MaterializeInc / materialize

The Cloud Operational Data Store: use SQL to transform, deliver, and act on fast-changing data.
https://materialize.com
Other
5.71k stars 466 forks source link

Nullability inference should take into account filters _inside_ sources #21908

Open ggevay opened 11 months ago

ggevay commented 11 months ago

The following query has a nullable output, even though the select x ... where x is not null makes it look like it should be really easy to see that it won't be null:

materialize=> create table t(a int, b int);
CREATE TABLE
materialize=> explain with(types)
select x
from (select a+b as x from t)
where x is not null;
                                        Optimized Plan                                         
-----------------------------------------------------------------------------------------------
 Explained Query:                                                                             +
   Project (#2) // { types: "(integer?)" }                                                    +
     Filter (#0) IS NOT NULL AND (#1) IS NOT NULL // { types: "(integer, integer, integer?)" }+
       Map ((#0 + #1)) // { types: "(integer?, integer?, integer?)" }                         +
         ReadStorage materialize.public.t // { types: "(integer?, integer?)" }                +
                                                                                              +
 Source materialize.public.t                                                                  +
   filter=((#0) IS NOT NULL AND (#1) IS NOT NULL)                                             +

(1 row)

Note that at the beginning of the MIR pipeline we still know that the output won't be null:

materialize=> explain decorrelated plan with(types) for
select x
from (select a+b as x from t)
where x is not null;
                           Decorrelated Plan                           
-----------------------------------------------------------------------
 Filter (#0) IS NOT NULL // { types: "(integer)" }                    +
   Project (#2) // { types: "(integer?)" }                            +
     Map ((#0 + #1)) // { types: "(integer?, integer?, integer?)" }   +
       CrossJoin // { types: "(integer?, integer?)" }                 +
         Constant // { types: "()" }                                  +
           - ()                                                       +
         Get materialize.public.t // { types: "(integer?, integer?)" }+

(1 row)

There are various ways to fix this, but the simplest would be to teach the nullability inference to take into account the filters that got pushed into the source.

Edit: @aalexandrov points out that for this, we also need to tighten the contract of the source to always execute the filter.

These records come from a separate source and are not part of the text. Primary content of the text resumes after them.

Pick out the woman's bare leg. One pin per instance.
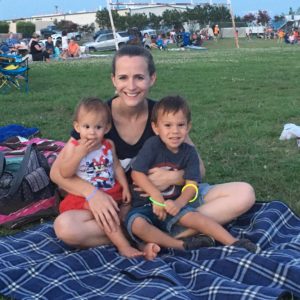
(78, 228)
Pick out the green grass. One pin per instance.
(240, 100)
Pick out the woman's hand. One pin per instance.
(163, 178)
(172, 207)
(126, 196)
(105, 211)
(159, 211)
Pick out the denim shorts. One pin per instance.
(170, 224)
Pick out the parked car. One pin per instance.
(101, 31)
(151, 32)
(106, 41)
(49, 30)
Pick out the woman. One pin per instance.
(133, 74)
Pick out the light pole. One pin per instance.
(112, 24)
(236, 38)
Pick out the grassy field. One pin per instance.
(240, 100)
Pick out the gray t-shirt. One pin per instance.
(154, 153)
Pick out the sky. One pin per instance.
(10, 9)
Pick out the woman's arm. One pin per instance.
(120, 175)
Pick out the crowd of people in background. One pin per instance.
(65, 48)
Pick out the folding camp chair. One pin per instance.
(14, 72)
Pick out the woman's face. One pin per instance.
(132, 79)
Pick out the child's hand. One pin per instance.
(159, 211)
(172, 207)
(126, 195)
(85, 146)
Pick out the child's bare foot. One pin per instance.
(130, 252)
(151, 250)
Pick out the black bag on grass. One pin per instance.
(26, 191)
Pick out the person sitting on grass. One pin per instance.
(171, 122)
(73, 49)
(96, 163)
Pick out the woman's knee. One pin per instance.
(139, 225)
(63, 225)
(246, 194)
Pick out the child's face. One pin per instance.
(91, 125)
(172, 128)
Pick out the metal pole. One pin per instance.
(112, 24)
(236, 37)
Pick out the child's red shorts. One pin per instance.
(77, 202)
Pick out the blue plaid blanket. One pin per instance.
(35, 265)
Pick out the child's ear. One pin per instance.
(76, 126)
(108, 127)
(154, 128)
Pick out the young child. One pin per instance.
(171, 121)
(94, 159)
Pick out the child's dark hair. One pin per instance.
(92, 104)
(131, 51)
(171, 104)
(58, 44)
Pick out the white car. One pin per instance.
(106, 41)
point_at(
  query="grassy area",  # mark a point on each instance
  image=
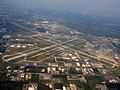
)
(38, 58)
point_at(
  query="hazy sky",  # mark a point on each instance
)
(101, 7)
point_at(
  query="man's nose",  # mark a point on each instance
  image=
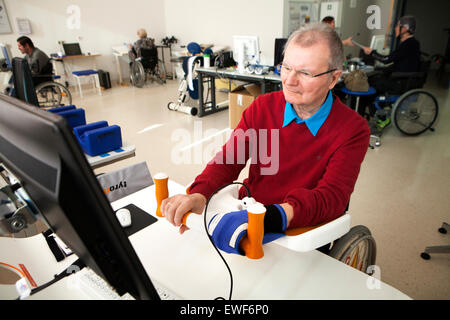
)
(291, 78)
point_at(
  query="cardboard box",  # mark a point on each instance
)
(240, 98)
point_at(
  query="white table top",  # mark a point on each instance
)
(189, 266)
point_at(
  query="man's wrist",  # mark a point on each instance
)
(275, 219)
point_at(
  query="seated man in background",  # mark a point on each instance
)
(316, 143)
(40, 64)
(330, 21)
(406, 58)
(142, 42)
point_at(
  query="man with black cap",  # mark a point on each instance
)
(407, 57)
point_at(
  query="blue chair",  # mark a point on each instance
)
(75, 117)
(97, 138)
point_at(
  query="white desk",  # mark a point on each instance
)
(189, 266)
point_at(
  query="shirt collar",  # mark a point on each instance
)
(313, 123)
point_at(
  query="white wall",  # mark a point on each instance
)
(104, 24)
(217, 21)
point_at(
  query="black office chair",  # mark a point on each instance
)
(147, 65)
(437, 249)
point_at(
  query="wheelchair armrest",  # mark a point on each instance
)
(310, 238)
(406, 75)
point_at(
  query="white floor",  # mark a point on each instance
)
(402, 194)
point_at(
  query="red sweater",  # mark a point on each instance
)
(314, 174)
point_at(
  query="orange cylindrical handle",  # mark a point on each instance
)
(252, 243)
(161, 191)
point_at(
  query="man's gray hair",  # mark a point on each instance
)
(313, 33)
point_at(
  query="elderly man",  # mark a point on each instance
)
(38, 61)
(143, 42)
(321, 144)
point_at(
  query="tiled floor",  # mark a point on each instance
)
(402, 194)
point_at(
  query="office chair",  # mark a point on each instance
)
(437, 249)
(147, 65)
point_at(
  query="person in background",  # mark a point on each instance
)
(317, 145)
(406, 58)
(330, 21)
(38, 61)
(143, 42)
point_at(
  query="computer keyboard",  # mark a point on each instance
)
(95, 287)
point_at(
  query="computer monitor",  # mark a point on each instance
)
(23, 82)
(377, 43)
(279, 48)
(40, 150)
(6, 54)
(72, 49)
(246, 49)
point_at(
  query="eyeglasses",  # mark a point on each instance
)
(302, 75)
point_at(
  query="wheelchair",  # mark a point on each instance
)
(412, 109)
(147, 66)
(53, 94)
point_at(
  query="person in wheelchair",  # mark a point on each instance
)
(143, 42)
(317, 145)
(406, 58)
(40, 64)
(144, 61)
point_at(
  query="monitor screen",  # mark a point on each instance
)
(72, 49)
(6, 55)
(40, 150)
(279, 48)
(377, 43)
(246, 49)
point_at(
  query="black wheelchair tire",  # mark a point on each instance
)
(60, 87)
(343, 248)
(397, 109)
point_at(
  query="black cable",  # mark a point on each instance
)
(210, 238)
(67, 272)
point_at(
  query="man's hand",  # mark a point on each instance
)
(348, 42)
(367, 50)
(228, 229)
(174, 208)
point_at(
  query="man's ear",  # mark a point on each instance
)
(335, 78)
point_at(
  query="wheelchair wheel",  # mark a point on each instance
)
(160, 72)
(415, 112)
(357, 249)
(53, 94)
(137, 74)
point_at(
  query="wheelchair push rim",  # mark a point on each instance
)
(415, 112)
(53, 94)
(357, 249)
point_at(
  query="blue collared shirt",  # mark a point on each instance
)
(313, 123)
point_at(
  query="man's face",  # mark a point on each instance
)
(23, 49)
(307, 92)
(332, 24)
(399, 30)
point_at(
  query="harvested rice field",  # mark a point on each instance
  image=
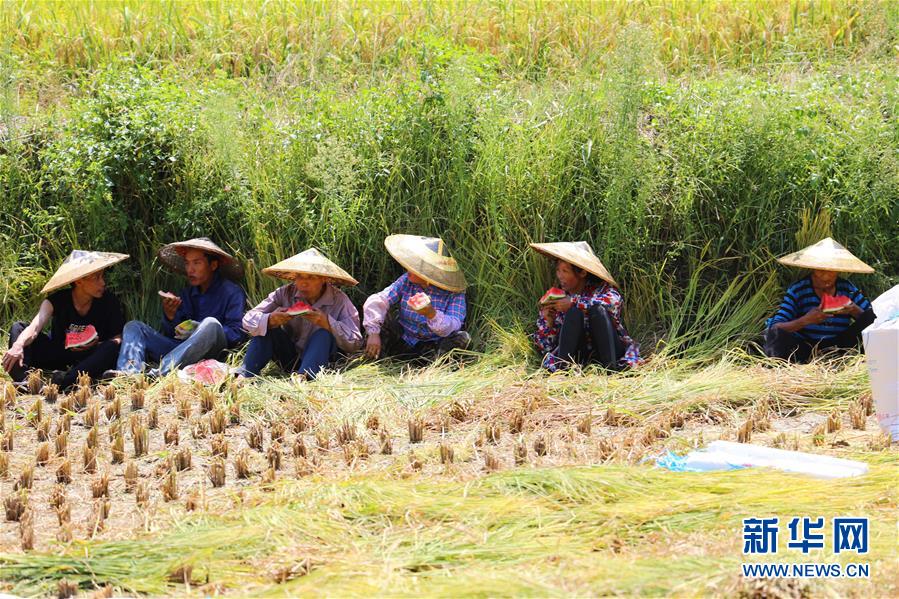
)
(476, 479)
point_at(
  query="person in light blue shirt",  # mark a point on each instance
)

A more general fix would be to propagate the consequences of the Filter (#0) IS NOT NULL AND (#1) IS NOT NULL down into the Map ((#0 + #1)), but this is hard because our nullability inference is a bottom-up recursion. (At least the one in typ. We have several others in ColumnKnowledge, NonNullable, NonNullRequirements, and possibly other places.)

aalexandrov commented 11 months ago

It's really weird that the "optimal" plan structure changes between optimize/local where we have

Project (#2) // { types: "(integer)" }
  Map ((#0 + #1)) // { types: "(integer, integer, integer)" }
    Filter (#0) IS NOT NULL AND (#1) IS NOT NULL // { types: "(integer, integer)" }
      Get materialize.public.t // { types: "(integer?, integer?)" }

and optimize/global

Explained Query:
  Project (#2) // { types: "(integer?)" }
    Filter (#0) IS NOT NULL AND (#1) IS NOT NULL // { types: "(integer, integer, integer?)" }
      Map ((#0 + #1)) // { types: "(integer?, integer?, integer?)" }
        ReadStorage materialize.public.t // { types: "(integer?, integer?)" }

Source materialize.public.t
  filter=((#0) IS NOT NULL AND (#1) IS NOT NULL)

At first glance I would say that the relative order of adjacent Filter and Map should not be changed after optimize/global.

aalexandrov commented 11 months ago

The Filter is lifted as part of optimize/global/logical_cleanup/fixpoint/0000/canonicalize_mfp, so in this case my take is that logical_cleanup violates the

Projections are pushed down as far as possible.

constraint of its input. I suggest to add a predicate_pushdown to the end of this phase in order to fix this.

ggevay commented 11 months ago

It's changed by CanonicalizeMfp, which is called from physical_optimizer and logical_cleanup_pass, and logical_cleanup_pass is called from optimize_dataflow.